Their idea was, “We really like addiction and behavioral health treatment. We're investor folks, but we are mission-driven, and we believe that there's a severe lack of quality mental health and substance abuse treatment, and we'd like you to help us build that out.”
I wanted to build a company that could serve different niches in the market really well and be the very best at those niches. The first thing that I was able to put together or acquire was our Avalon property in Malibu, and it's a unicorn because it's an absolutely amazingly beautiful place. It provides incredible mental health and substance abuse services. It's really hard to get a mental health license like that in the state of California, and it had one, and so it's very high end.
It treats serious mental disorders, bipolar, schizophrenia, other thought disorders, and then it also treats substance abuse, but those are all what we call dual-diagnosis or co-occurring, so everybody also has a mental health disorder. It's a pretty limited group of people who go there. We tend to work with a lot of folks who are from wealthy families and in the sports and entertainment industries; the proximity to Hollywood helps a lot.
The next thing, I've always enjoyed working with other healthcare professionals. If you knew how bad things were for them, it would scare you a little bit sometimes, and I feel like we can do really good treatment in that niche, so we put some things together to start our Center for Professional Recovery, which treats addicted physicians, attorneys, pilots, other doctoral level healthcare people.
There's not that many programs that are focused on those groups of people, and it's interesting that they seem to do better when they're in groups or treatment together than when they're with what we call civilians. They don't talk about the fact that they passed out in the OR shooting fentanyl and they're an anesthesiologist, because that's just too glaring for the world to know about.
Every now and then, we get a nurse into treatment, and our clinicians are really excited about having a nurse, but sometimes, the nurse isn't so excited about being in treatment with a bunch of doctors.We also started to build out a program that is very first responder-oriented. There's lots of special, unique facets of who they are, and how they resist treatment and why. They need to be in cohorts of their peers in order to really gain a benefit.
MH: You've talked about Simple Recovery and the idea of being the discharge plan. What that means functionally.
Odom: One of our jobs in treatment is to put together a master treatment plan which looks at all the assets and deficits that a person has, and basically, all the wellness categories you want to think about—emotional, vocational, physical, nutritional, relational, sexual, avocational.
We put specific things within those areas that are problematic, whether it's depression, or alcoholism, or family dysfunction related to substance abuse, and then we have to make a determination: Is this something we're going to treat? Are we going to refer it, or are we going to defer it?

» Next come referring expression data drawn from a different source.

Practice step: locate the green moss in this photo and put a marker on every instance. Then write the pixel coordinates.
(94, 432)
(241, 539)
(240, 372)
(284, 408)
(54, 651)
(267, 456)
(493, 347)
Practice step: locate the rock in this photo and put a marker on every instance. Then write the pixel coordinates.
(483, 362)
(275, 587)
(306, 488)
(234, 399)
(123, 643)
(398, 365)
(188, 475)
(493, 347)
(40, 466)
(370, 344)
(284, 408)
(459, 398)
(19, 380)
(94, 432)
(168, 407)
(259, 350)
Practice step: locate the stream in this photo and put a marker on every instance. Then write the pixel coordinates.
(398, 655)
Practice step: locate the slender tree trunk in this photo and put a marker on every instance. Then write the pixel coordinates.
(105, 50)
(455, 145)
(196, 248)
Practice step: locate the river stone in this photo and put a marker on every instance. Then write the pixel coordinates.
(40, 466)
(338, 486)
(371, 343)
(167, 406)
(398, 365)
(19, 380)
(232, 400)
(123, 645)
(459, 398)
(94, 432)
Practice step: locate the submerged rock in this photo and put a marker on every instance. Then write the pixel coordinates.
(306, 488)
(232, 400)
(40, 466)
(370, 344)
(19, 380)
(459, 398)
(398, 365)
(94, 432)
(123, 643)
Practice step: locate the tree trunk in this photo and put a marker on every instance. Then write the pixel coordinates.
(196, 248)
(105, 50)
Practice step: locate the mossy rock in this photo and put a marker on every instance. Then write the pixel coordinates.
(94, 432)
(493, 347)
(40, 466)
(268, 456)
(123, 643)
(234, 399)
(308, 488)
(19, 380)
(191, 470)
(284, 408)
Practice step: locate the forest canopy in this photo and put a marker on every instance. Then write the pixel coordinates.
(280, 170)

We pick up those pieces that have been either referred or deferred.
We take a look at things like where are they vocationally? Are they happy in their job? Are they out on a medical leave? Are they out on workers' comp? Is this the right career for them? And then we help them work through that.

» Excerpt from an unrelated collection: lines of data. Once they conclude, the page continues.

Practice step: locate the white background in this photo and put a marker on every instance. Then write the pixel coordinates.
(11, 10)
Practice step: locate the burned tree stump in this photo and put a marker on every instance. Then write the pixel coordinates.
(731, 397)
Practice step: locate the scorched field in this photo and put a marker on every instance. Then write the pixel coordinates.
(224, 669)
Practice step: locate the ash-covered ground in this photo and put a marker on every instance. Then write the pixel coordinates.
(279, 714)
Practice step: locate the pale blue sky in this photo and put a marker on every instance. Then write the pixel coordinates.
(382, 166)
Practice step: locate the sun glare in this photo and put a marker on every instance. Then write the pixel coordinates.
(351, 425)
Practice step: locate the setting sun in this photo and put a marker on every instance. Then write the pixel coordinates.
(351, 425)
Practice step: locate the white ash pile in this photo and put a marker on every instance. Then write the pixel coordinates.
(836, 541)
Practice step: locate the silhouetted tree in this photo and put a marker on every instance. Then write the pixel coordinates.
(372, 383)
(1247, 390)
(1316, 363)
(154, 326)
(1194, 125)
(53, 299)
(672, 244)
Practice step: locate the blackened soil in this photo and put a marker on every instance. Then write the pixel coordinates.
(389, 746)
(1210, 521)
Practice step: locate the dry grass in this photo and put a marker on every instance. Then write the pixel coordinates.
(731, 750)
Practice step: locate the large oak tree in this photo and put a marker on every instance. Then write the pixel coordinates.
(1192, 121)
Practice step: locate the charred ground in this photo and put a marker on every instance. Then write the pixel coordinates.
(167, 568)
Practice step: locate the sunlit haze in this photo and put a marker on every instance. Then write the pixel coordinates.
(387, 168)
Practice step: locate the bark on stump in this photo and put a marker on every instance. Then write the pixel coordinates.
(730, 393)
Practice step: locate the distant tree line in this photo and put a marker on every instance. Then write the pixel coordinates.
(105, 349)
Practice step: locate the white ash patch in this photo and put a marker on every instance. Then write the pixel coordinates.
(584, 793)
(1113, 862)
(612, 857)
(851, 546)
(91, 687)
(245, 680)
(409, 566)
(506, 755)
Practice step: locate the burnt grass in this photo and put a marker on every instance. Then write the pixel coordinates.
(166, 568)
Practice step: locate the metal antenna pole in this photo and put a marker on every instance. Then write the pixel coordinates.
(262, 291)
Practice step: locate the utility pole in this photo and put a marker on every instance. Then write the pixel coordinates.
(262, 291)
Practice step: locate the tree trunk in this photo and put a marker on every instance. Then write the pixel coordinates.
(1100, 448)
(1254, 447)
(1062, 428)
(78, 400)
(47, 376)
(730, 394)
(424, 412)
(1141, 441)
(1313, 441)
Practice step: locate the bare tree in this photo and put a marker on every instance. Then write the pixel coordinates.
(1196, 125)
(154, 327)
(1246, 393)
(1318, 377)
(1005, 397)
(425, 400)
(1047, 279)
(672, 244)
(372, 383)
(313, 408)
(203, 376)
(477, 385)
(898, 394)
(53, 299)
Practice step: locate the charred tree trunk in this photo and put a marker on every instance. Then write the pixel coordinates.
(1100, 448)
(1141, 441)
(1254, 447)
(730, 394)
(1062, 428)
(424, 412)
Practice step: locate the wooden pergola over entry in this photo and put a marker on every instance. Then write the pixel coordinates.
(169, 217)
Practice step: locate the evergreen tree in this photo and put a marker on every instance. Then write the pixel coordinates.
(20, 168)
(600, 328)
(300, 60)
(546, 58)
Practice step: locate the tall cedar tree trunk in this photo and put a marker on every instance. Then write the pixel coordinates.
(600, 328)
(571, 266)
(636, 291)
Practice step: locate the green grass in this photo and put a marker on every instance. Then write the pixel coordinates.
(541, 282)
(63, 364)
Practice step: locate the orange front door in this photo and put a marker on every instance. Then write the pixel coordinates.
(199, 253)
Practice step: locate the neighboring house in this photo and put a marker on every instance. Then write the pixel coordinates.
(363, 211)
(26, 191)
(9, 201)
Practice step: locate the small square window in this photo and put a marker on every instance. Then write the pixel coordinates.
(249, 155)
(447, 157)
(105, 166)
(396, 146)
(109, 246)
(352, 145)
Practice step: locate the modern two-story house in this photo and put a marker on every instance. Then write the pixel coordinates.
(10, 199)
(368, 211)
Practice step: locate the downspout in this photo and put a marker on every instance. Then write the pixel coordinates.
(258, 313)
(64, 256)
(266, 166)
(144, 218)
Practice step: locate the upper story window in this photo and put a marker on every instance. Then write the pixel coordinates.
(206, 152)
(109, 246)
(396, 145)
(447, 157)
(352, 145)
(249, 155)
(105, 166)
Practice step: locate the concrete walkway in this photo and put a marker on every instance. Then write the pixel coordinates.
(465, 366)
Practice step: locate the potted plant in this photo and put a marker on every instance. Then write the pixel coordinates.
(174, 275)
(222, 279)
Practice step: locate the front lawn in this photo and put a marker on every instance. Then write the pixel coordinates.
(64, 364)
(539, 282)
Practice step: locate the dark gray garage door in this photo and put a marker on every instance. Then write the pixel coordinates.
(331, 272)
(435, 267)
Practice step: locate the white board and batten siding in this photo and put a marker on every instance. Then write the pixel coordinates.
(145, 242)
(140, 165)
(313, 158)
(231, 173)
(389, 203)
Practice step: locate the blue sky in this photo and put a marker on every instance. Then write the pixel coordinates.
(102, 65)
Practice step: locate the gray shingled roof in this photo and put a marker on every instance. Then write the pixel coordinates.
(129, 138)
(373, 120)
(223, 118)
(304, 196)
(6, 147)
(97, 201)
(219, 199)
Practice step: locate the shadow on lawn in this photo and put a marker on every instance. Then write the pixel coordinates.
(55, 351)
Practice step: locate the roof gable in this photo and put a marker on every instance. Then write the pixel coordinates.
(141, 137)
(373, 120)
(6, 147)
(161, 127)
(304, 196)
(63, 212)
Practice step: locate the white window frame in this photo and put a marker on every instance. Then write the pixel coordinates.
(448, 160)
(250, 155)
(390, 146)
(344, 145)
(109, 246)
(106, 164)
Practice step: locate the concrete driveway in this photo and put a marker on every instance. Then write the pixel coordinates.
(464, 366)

By walking with people—scaffolding is a term I like to use—we help people get back into college, we help people interview for jobs, we help them put resumes together. We're actually one of the only programs I know of in the whole country that has a licensed occupational therapist.
MH: What kind of growth plans do you see for New Vista over the next few years?

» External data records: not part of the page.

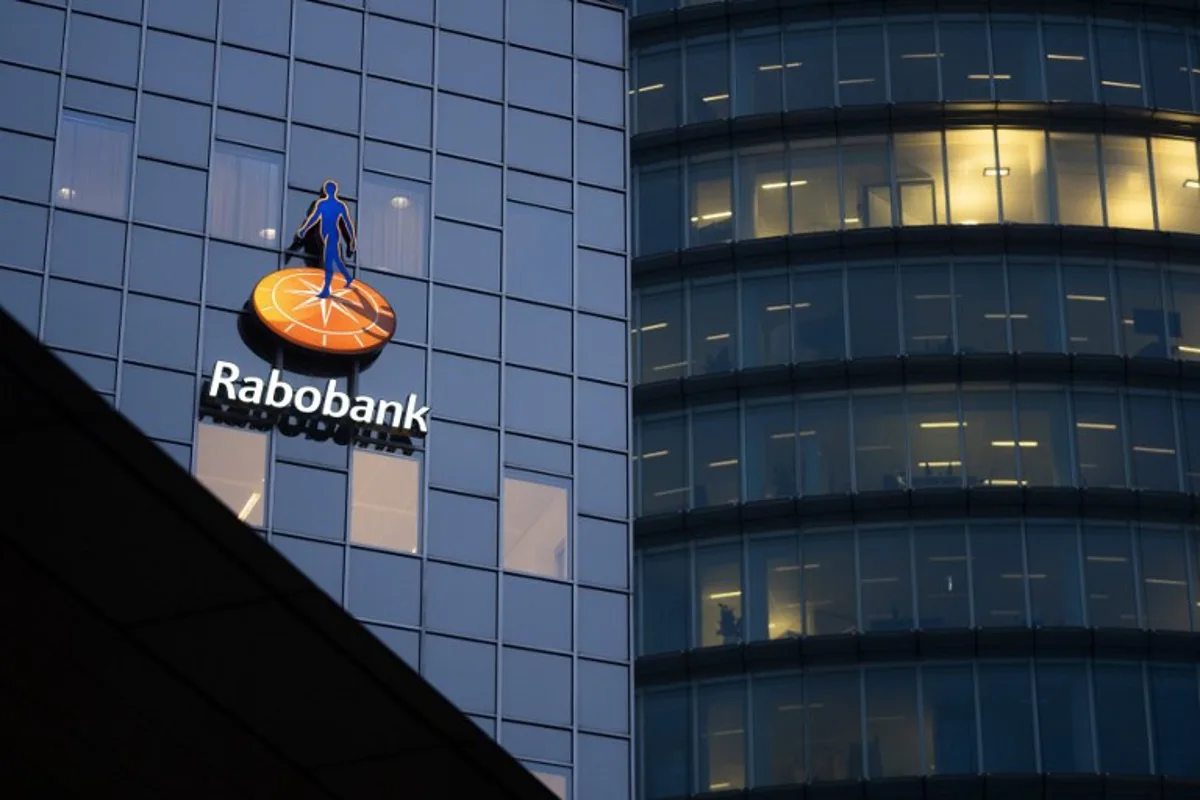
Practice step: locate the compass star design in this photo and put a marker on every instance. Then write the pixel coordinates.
(327, 305)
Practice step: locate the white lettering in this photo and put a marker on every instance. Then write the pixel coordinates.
(327, 401)
(331, 396)
(274, 385)
(223, 374)
(307, 400)
(251, 391)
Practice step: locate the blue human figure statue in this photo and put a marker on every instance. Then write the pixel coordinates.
(331, 218)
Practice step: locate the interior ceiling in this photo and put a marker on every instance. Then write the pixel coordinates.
(155, 647)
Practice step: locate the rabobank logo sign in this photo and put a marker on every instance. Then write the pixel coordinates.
(324, 311)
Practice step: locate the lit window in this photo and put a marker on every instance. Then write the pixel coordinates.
(247, 194)
(384, 506)
(232, 464)
(535, 527)
(91, 169)
(394, 224)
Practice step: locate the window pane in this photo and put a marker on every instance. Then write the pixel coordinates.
(934, 432)
(834, 735)
(880, 457)
(1108, 561)
(774, 585)
(1056, 591)
(829, 605)
(91, 170)
(664, 465)
(660, 336)
(1121, 720)
(1175, 709)
(384, 501)
(874, 318)
(928, 316)
(988, 419)
(535, 528)
(893, 732)
(949, 711)
(861, 66)
(1152, 440)
(394, 224)
(720, 716)
(708, 79)
(813, 187)
(1164, 579)
(709, 205)
(1024, 175)
(714, 322)
(975, 174)
(760, 74)
(1006, 705)
(1127, 181)
(913, 58)
(766, 322)
(719, 595)
(778, 738)
(1065, 719)
(921, 185)
(666, 743)
(765, 192)
(1176, 184)
(823, 439)
(715, 464)
(232, 464)
(247, 194)
(965, 73)
(808, 68)
(943, 582)
(982, 311)
(817, 313)
(997, 576)
(771, 451)
(1089, 310)
(1042, 443)
(664, 595)
(1077, 179)
(1036, 307)
(867, 182)
(886, 582)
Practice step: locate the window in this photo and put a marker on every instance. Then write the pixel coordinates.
(232, 464)
(91, 169)
(394, 218)
(535, 527)
(384, 501)
(247, 196)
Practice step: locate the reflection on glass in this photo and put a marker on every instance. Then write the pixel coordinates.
(91, 164)
(535, 527)
(247, 196)
(232, 464)
(394, 224)
(385, 500)
(721, 721)
(719, 611)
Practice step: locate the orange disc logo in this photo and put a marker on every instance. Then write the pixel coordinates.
(341, 319)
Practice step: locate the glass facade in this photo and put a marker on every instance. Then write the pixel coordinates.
(961, 58)
(159, 156)
(928, 306)
(961, 176)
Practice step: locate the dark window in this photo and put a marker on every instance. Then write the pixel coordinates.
(91, 170)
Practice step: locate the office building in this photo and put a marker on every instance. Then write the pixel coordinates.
(917, 435)
(159, 156)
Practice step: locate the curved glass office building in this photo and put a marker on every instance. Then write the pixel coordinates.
(917, 409)
(157, 156)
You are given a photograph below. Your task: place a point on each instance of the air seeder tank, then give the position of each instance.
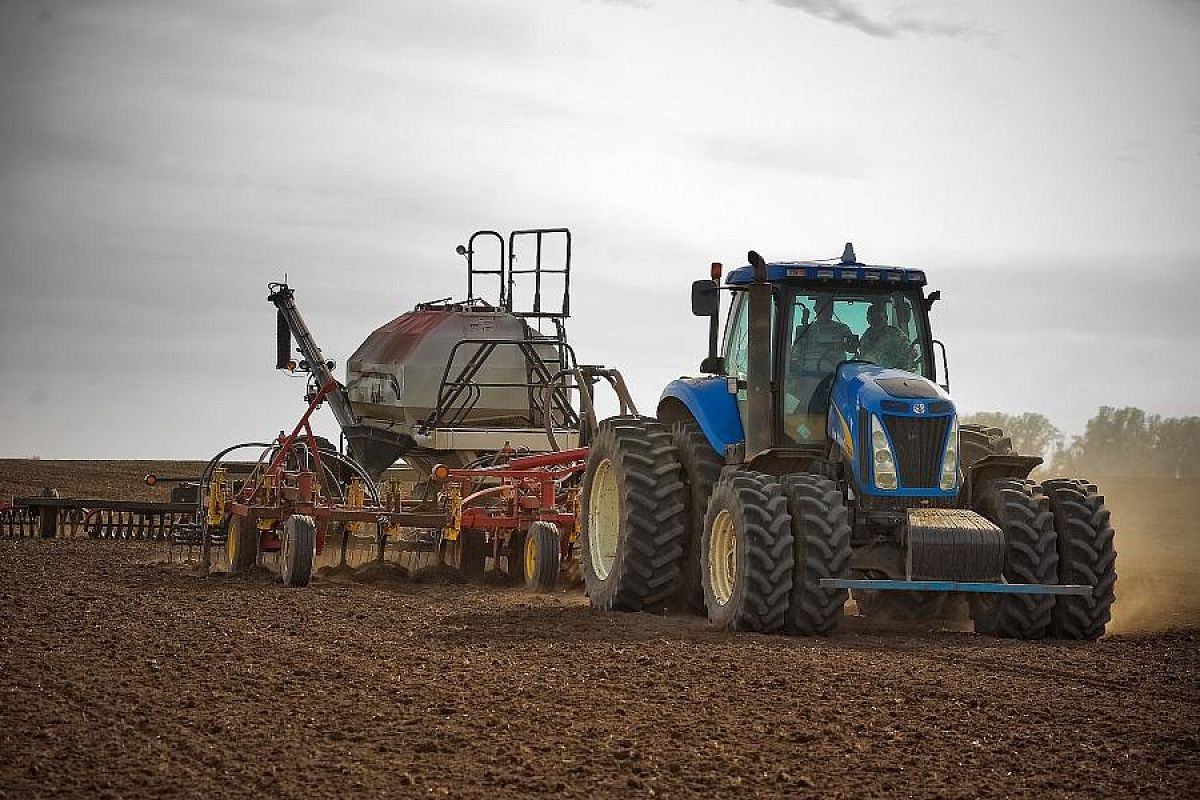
(451, 382)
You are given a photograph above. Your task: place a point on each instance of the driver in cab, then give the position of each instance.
(883, 343)
(822, 343)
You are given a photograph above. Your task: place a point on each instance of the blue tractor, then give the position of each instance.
(822, 455)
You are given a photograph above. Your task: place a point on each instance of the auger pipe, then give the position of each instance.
(285, 301)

Odom: As far as our niche programs are concerned, if there was opportunity in the right geography, I would put another physicians' program somewhere. A lot of the focus is going to be on what Simple Recovery does, which is building that capacity and being able to leverage helping more lives, so back to that whole value share proposition could happen. I think we need to have a certain census in those types of facilities so that we can do it.
I'd be happy to expand outside California.